Some geographers argue that bodies and spaces are performative, that is, they have no ontological status or fixed characteristics. In this way, space is not just a backdrop for bodies rather it plays an important role in constituting and reproducing social relations. Bodies and spaces are simultaneously material, imaginary, symbolic, and real.

Understanding bodies and spaces as performative offers geographers new ways of thinking about power relations. One such way is to think in terms of space as paradoxical. Thinking of space and bodies in this way means working with the idea of simultaneously occupying center and margin (masculine and feminine, heterosexual and homosexual, young and old, and so on).
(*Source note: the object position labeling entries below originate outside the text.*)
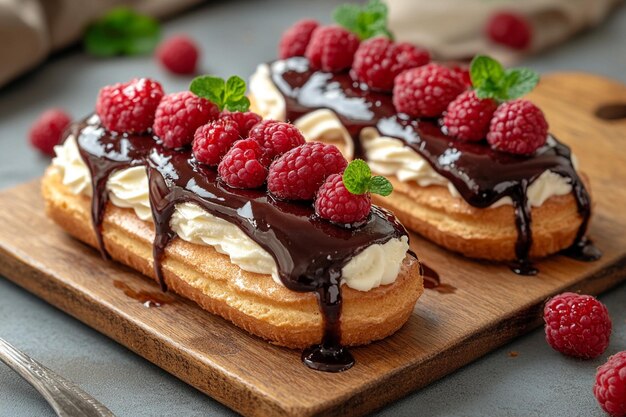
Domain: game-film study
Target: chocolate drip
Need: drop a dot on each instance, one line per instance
(309, 252)
(481, 175)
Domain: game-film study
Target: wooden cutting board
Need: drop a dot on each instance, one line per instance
(489, 307)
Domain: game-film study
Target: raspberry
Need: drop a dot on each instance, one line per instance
(468, 117)
(47, 131)
(335, 203)
(378, 61)
(245, 120)
(610, 386)
(213, 140)
(509, 29)
(577, 325)
(276, 138)
(179, 115)
(129, 107)
(298, 174)
(518, 127)
(426, 91)
(295, 39)
(331, 48)
(179, 54)
(240, 167)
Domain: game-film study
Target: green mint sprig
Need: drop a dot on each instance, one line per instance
(365, 21)
(229, 94)
(122, 31)
(358, 179)
(491, 80)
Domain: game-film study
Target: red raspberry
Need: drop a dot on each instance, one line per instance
(276, 138)
(179, 115)
(335, 203)
(426, 91)
(47, 131)
(179, 54)
(577, 325)
(245, 120)
(331, 48)
(378, 61)
(509, 29)
(213, 140)
(240, 167)
(129, 107)
(468, 117)
(610, 386)
(298, 174)
(295, 39)
(518, 127)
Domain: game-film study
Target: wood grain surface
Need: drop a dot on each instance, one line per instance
(489, 307)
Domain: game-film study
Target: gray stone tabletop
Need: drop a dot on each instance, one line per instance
(236, 36)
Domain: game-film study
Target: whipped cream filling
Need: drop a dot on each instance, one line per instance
(385, 155)
(378, 264)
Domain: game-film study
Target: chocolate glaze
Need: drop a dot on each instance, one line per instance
(480, 174)
(309, 252)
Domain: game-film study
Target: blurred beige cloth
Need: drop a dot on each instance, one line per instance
(454, 29)
(31, 29)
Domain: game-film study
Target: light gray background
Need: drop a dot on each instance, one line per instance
(235, 37)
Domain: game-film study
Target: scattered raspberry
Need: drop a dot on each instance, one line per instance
(179, 54)
(179, 115)
(240, 167)
(276, 138)
(518, 127)
(610, 386)
(47, 130)
(426, 91)
(335, 203)
(295, 39)
(129, 107)
(577, 325)
(245, 120)
(298, 174)
(331, 48)
(468, 117)
(509, 29)
(213, 140)
(378, 61)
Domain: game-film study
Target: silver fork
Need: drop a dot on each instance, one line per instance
(65, 397)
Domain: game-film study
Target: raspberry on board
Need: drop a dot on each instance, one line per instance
(295, 39)
(297, 174)
(179, 115)
(46, 132)
(129, 107)
(331, 48)
(240, 167)
(518, 127)
(212, 140)
(378, 61)
(426, 91)
(610, 385)
(179, 54)
(335, 203)
(577, 325)
(468, 117)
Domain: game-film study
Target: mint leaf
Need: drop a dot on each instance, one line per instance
(122, 31)
(357, 177)
(380, 185)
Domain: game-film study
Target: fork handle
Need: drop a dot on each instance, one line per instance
(65, 397)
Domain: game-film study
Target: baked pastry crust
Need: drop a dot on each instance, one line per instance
(251, 301)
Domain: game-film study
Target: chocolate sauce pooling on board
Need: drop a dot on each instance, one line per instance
(480, 174)
(309, 252)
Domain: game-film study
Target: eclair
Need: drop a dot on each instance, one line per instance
(178, 188)
(473, 166)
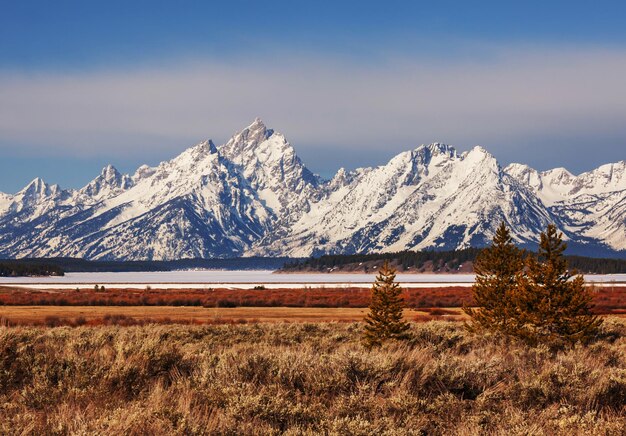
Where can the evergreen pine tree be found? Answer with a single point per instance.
(497, 268)
(554, 305)
(384, 320)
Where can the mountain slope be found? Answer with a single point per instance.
(254, 196)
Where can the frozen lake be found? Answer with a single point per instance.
(248, 279)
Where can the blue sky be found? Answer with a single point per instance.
(83, 84)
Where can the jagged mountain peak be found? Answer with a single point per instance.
(39, 188)
(253, 195)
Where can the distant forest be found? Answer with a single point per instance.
(441, 260)
(12, 268)
(60, 265)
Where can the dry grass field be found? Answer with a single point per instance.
(128, 315)
(305, 378)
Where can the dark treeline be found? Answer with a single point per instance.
(68, 264)
(440, 259)
(15, 268)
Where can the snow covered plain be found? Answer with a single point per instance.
(199, 279)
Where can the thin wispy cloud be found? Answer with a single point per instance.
(515, 96)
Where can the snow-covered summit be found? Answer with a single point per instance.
(253, 195)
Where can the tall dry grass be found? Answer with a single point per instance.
(304, 379)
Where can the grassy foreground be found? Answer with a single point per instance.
(304, 378)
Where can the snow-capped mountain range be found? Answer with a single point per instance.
(254, 196)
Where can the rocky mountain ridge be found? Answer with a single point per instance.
(254, 196)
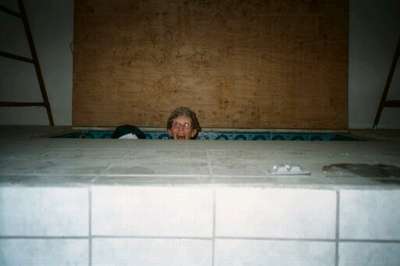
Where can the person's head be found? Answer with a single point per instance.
(183, 124)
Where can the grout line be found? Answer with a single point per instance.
(206, 238)
(371, 241)
(277, 239)
(149, 237)
(337, 233)
(90, 224)
(42, 237)
(210, 171)
(214, 216)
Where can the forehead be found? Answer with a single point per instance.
(182, 119)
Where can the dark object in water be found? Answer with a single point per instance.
(361, 170)
(126, 129)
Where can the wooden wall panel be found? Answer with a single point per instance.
(238, 64)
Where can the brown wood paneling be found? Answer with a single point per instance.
(238, 64)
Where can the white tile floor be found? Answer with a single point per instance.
(113, 202)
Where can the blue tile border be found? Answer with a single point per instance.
(224, 135)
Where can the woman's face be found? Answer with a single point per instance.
(182, 128)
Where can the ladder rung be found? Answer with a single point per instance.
(9, 11)
(22, 104)
(393, 103)
(16, 57)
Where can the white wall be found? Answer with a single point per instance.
(51, 23)
(374, 29)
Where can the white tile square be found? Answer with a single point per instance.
(152, 211)
(370, 214)
(44, 211)
(279, 213)
(232, 252)
(367, 253)
(44, 252)
(152, 252)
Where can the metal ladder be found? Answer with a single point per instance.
(34, 60)
(388, 103)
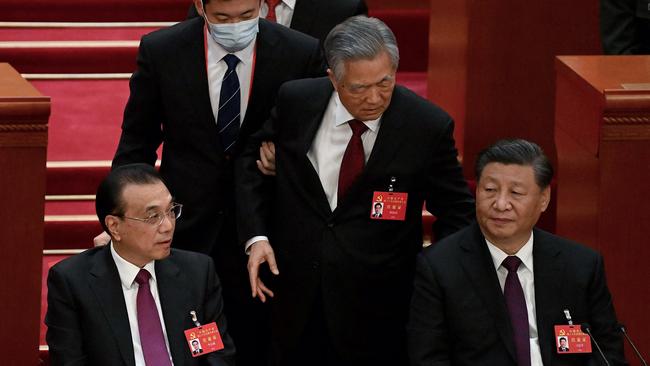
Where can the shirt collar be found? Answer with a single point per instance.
(525, 254)
(218, 52)
(290, 3)
(342, 116)
(128, 270)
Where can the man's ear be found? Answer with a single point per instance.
(546, 198)
(330, 74)
(198, 4)
(113, 225)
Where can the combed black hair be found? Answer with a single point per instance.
(519, 152)
(108, 200)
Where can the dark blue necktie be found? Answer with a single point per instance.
(152, 337)
(516, 303)
(229, 105)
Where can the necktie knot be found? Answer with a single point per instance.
(511, 263)
(231, 60)
(358, 127)
(143, 277)
(272, 4)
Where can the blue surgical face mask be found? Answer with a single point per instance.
(234, 37)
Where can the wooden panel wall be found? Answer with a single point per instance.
(23, 141)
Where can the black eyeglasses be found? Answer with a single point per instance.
(157, 218)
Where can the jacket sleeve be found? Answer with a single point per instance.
(253, 190)
(449, 198)
(141, 127)
(426, 330)
(64, 335)
(214, 312)
(603, 317)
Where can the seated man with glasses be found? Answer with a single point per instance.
(130, 302)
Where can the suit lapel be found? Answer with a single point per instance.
(313, 188)
(193, 70)
(265, 63)
(105, 283)
(175, 303)
(549, 272)
(478, 265)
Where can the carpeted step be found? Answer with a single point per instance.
(70, 57)
(93, 10)
(70, 223)
(411, 29)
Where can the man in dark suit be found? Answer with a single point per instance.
(492, 293)
(129, 303)
(313, 17)
(625, 27)
(176, 99)
(343, 292)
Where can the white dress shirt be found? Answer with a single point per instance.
(128, 272)
(283, 12)
(527, 280)
(217, 68)
(329, 145)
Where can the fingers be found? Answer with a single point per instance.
(262, 169)
(253, 270)
(273, 266)
(266, 163)
(262, 291)
(101, 239)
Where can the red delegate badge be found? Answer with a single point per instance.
(388, 206)
(570, 339)
(204, 339)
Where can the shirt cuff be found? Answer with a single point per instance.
(253, 240)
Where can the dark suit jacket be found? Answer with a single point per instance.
(625, 27)
(362, 267)
(317, 17)
(87, 319)
(459, 315)
(170, 104)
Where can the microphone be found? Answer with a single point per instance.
(621, 327)
(587, 329)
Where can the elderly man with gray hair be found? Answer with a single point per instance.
(343, 278)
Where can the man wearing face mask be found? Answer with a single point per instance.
(312, 17)
(201, 88)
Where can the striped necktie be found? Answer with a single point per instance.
(229, 112)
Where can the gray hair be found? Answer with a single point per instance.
(358, 38)
(518, 152)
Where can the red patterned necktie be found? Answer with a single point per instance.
(152, 338)
(272, 4)
(516, 303)
(353, 159)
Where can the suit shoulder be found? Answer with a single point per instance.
(287, 39)
(447, 248)
(571, 249)
(79, 262)
(305, 88)
(167, 37)
(422, 110)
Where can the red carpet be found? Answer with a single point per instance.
(411, 28)
(93, 10)
(86, 118)
(74, 33)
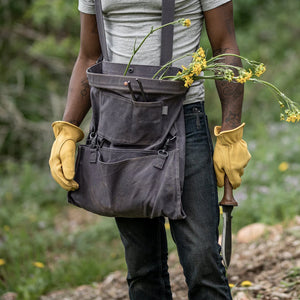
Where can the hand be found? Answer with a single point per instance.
(62, 157)
(231, 155)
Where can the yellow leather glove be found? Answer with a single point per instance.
(231, 155)
(62, 157)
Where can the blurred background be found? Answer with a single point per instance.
(45, 244)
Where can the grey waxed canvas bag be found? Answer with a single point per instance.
(132, 164)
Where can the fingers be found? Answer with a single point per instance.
(57, 174)
(67, 155)
(61, 164)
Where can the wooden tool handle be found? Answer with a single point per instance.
(228, 198)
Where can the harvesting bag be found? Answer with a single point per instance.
(132, 164)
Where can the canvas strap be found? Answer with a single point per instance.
(168, 8)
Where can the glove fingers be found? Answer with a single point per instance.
(67, 154)
(68, 185)
(220, 174)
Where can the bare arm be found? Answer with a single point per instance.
(221, 33)
(78, 100)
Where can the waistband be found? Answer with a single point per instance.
(194, 107)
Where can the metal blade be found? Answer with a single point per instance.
(226, 235)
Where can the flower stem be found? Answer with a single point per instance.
(135, 50)
(169, 63)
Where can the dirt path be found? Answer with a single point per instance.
(268, 258)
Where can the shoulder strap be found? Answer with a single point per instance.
(168, 7)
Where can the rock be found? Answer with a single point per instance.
(251, 233)
(9, 296)
(242, 296)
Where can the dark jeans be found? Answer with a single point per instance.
(196, 236)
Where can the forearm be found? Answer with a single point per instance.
(78, 99)
(231, 94)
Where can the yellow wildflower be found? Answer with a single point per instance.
(39, 264)
(244, 76)
(246, 283)
(6, 228)
(197, 68)
(187, 23)
(2, 262)
(283, 166)
(188, 81)
(293, 118)
(260, 69)
(201, 52)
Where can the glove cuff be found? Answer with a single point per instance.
(228, 137)
(69, 130)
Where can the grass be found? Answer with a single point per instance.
(34, 221)
(35, 225)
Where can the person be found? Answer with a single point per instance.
(196, 237)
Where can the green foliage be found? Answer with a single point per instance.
(32, 229)
(38, 46)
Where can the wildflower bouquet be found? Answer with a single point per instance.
(213, 68)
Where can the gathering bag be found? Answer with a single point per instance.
(132, 164)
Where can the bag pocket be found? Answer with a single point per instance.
(124, 121)
(128, 183)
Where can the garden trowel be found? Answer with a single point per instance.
(227, 203)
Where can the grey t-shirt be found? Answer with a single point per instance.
(127, 20)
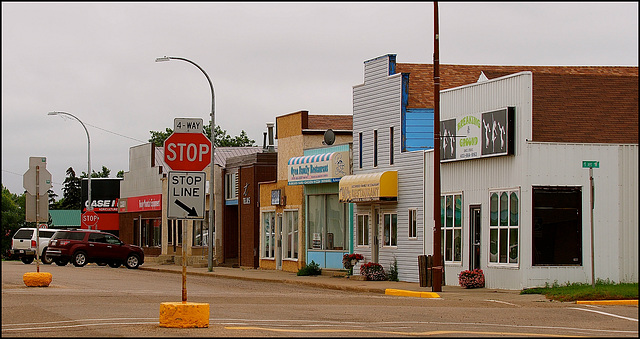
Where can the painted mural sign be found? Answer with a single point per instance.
(478, 135)
(319, 168)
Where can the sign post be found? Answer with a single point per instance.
(591, 165)
(187, 151)
(37, 181)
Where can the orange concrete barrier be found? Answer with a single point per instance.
(37, 279)
(184, 314)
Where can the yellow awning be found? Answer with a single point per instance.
(380, 186)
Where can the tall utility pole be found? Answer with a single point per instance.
(436, 271)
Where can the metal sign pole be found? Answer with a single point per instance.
(37, 219)
(184, 262)
(591, 203)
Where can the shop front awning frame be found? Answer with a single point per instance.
(370, 187)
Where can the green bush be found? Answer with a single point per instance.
(311, 269)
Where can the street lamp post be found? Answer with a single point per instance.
(211, 173)
(89, 207)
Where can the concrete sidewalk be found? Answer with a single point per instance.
(329, 281)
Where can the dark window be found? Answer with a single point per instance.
(557, 226)
(98, 237)
(360, 148)
(375, 148)
(23, 234)
(390, 145)
(69, 235)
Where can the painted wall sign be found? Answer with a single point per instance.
(478, 135)
(320, 168)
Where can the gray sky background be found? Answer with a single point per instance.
(96, 60)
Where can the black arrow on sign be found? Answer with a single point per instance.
(191, 210)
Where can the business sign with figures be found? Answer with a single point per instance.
(475, 136)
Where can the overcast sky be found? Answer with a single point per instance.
(96, 61)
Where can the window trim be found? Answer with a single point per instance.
(384, 228)
(365, 239)
(413, 223)
(508, 228)
(453, 228)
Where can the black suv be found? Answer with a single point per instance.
(85, 246)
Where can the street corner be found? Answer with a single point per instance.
(416, 294)
(608, 302)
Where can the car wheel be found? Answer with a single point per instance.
(47, 260)
(79, 259)
(132, 261)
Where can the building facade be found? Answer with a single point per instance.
(282, 206)
(564, 106)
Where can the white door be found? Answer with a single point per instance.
(279, 241)
(375, 234)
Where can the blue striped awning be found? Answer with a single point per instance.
(310, 158)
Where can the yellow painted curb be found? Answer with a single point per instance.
(184, 315)
(404, 293)
(37, 279)
(607, 302)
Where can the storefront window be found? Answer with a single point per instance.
(413, 223)
(363, 230)
(326, 223)
(150, 233)
(269, 234)
(291, 231)
(391, 229)
(503, 227)
(451, 211)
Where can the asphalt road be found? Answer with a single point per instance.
(95, 301)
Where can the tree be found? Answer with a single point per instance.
(104, 173)
(71, 190)
(222, 139)
(13, 217)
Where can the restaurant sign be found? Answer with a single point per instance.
(319, 168)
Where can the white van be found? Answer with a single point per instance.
(23, 244)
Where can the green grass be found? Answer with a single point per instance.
(604, 290)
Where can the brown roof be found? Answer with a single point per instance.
(562, 95)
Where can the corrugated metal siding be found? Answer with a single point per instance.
(628, 183)
(540, 164)
(377, 106)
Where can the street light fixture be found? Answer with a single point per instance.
(211, 174)
(89, 207)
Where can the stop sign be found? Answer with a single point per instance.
(187, 151)
(89, 219)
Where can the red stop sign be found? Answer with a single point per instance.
(89, 219)
(187, 151)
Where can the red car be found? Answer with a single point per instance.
(85, 246)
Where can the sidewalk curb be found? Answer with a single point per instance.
(608, 302)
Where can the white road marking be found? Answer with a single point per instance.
(605, 313)
(502, 302)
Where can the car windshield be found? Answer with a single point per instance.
(23, 234)
(69, 235)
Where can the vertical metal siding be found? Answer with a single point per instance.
(377, 105)
(540, 164)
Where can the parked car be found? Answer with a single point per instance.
(81, 247)
(23, 244)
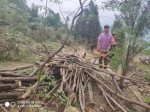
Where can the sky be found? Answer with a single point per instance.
(106, 17)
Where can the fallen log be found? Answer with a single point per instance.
(13, 95)
(118, 95)
(22, 67)
(13, 79)
(10, 86)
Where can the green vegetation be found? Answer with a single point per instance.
(87, 27)
(23, 29)
(146, 100)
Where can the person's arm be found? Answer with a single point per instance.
(109, 47)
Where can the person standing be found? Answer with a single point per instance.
(113, 41)
(104, 44)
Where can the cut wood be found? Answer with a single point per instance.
(12, 79)
(10, 86)
(11, 74)
(13, 95)
(22, 67)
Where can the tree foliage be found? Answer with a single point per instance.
(117, 28)
(87, 26)
(135, 14)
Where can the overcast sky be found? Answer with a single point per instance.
(106, 17)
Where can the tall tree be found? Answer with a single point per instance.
(52, 19)
(135, 15)
(88, 25)
(118, 29)
(33, 13)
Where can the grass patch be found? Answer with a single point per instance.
(146, 100)
(145, 69)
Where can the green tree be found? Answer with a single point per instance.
(87, 26)
(135, 14)
(118, 29)
(33, 13)
(52, 19)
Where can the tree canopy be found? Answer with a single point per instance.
(87, 26)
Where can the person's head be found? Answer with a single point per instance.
(106, 29)
(114, 35)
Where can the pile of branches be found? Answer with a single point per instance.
(74, 74)
(13, 85)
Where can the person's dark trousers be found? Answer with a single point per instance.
(101, 62)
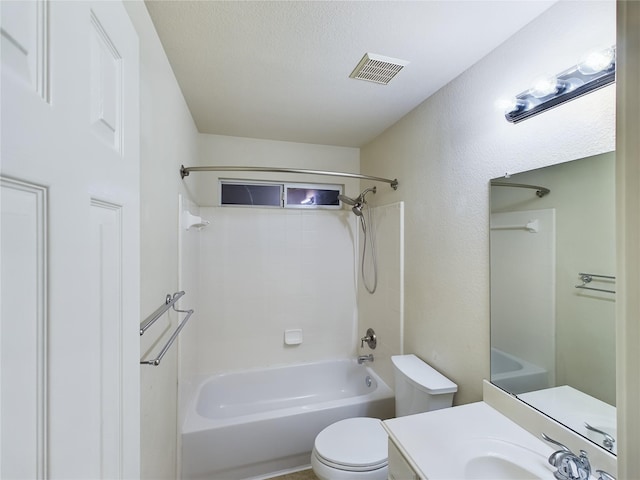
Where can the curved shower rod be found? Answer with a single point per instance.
(540, 191)
(185, 171)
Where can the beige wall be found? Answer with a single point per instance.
(168, 138)
(384, 310)
(444, 153)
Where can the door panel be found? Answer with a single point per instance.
(70, 124)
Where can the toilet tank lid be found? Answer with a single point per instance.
(423, 375)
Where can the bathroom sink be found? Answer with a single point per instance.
(481, 444)
(495, 459)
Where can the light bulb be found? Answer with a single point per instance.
(511, 105)
(544, 87)
(597, 61)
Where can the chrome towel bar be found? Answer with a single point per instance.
(586, 278)
(169, 302)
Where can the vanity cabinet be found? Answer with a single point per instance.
(399, 468)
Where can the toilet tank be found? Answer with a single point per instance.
(419, 388)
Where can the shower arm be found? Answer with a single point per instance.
(185, 171)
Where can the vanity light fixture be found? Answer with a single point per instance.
(596, 70)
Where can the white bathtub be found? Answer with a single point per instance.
(256, 423)
(515, 374)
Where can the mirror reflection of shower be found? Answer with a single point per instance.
(358, 205)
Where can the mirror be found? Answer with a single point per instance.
(553, 292)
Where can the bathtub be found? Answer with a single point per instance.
(515, 374)
(257, 423)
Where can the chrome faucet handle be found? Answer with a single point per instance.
(608, 439)
(602, 475)
(569, 465)
(572, 467)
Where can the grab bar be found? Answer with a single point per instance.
(532, 226)
(170, 301)
(588, 277)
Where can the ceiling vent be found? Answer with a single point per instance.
(377, 68)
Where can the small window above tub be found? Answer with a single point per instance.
(311, 196)
(250, 194)
(279, 195)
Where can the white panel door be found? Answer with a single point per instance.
(69, 342)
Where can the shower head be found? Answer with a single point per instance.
(359, 200)
(347, 200)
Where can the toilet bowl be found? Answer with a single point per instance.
(356, 448)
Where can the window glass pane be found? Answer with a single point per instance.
(308, 196)
(247, 194)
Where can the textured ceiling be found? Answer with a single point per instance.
(280, 69)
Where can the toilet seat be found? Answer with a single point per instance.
(354, 445)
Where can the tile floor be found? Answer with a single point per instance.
(301, 475)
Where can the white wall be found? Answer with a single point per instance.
(262, 270)
(168, 138)
(444, 153)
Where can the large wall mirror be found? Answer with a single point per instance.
(553, 292)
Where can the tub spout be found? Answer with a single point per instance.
(365, 358)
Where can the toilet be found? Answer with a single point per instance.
(356, 448)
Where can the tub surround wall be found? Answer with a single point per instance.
(444, 153)
(263, 271)
(168, 137)
(383, 311)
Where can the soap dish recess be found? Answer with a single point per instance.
(293, 336)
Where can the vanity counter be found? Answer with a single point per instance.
(465, 441)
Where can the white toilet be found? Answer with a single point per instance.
(356, 448)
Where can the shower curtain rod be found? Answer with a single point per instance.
(540, 191)
(185, 171)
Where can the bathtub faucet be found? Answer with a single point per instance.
(365, 358)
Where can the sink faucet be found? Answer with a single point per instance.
(569, 465)
(365, 358)
(608, 439)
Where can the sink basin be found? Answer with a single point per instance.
(494, 459)
(470, 442)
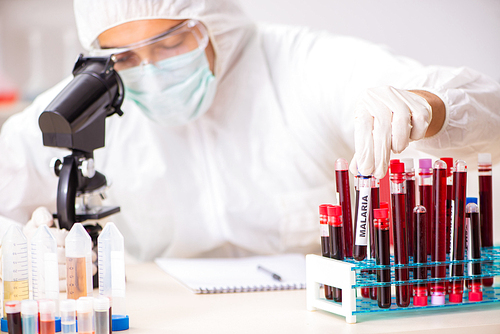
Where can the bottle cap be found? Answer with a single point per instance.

Bodies cannot be understood as just 'man' or just 'woman', but rather as sexed bodies that are contingent upon time and place. The commonly held belief that we all have to fit into the model of one sex or another has been contested as there are many bodies that do not fit the two sex model. For example, some bodies have both male and female genitalia (usually known as 'intersexed'), transsexuals, people with XXY chromosomes, and even female body builders. These corporeal geographies may queer, and make paradoxical, space at a variety of scales from the home to international tourism sites.

Performative bodies and spaces are central to the newly emerging 'emotional geographies' scholarship. Important studies in emotional geographies have argued that people and places are imaged, felt, and experienced in ways that are radically entwined with each other. Feelings of shame, pride, guilt, and pleasure which are bound up in exercise, dietary, and cosmetic regimes reveal that bodies are emotionalized sites and hence an important focus for geographers. These lived experiences are entwined in multiple power relations realized in space/place. In the future, it is likely that human geographers will increasingly interrogate bodies (their own and others) as multiple, fluid, fractured, and constituted in particular spaces.

The body has been increasingly embraced in some sections of the discipline as a scale for considering social and cultural difference, so much so that in some cases 'the body' has come to mean the expression of fluid subjectivities. It is important to note, however, that the body still remains geography's Other and that the weighty materiality of bodies – particularly as conceptualized in and of biology – has yet to be fully explored. The takenfor granted notion that biology stands outside culture, is one of the primary reasons why geographers have neglected the body as an object of study and despite this recent surge of interest in bodies, the 'leaky', 'messy' zones of bodies and their resulting spatial relations, remain largely unexamined in the discipline.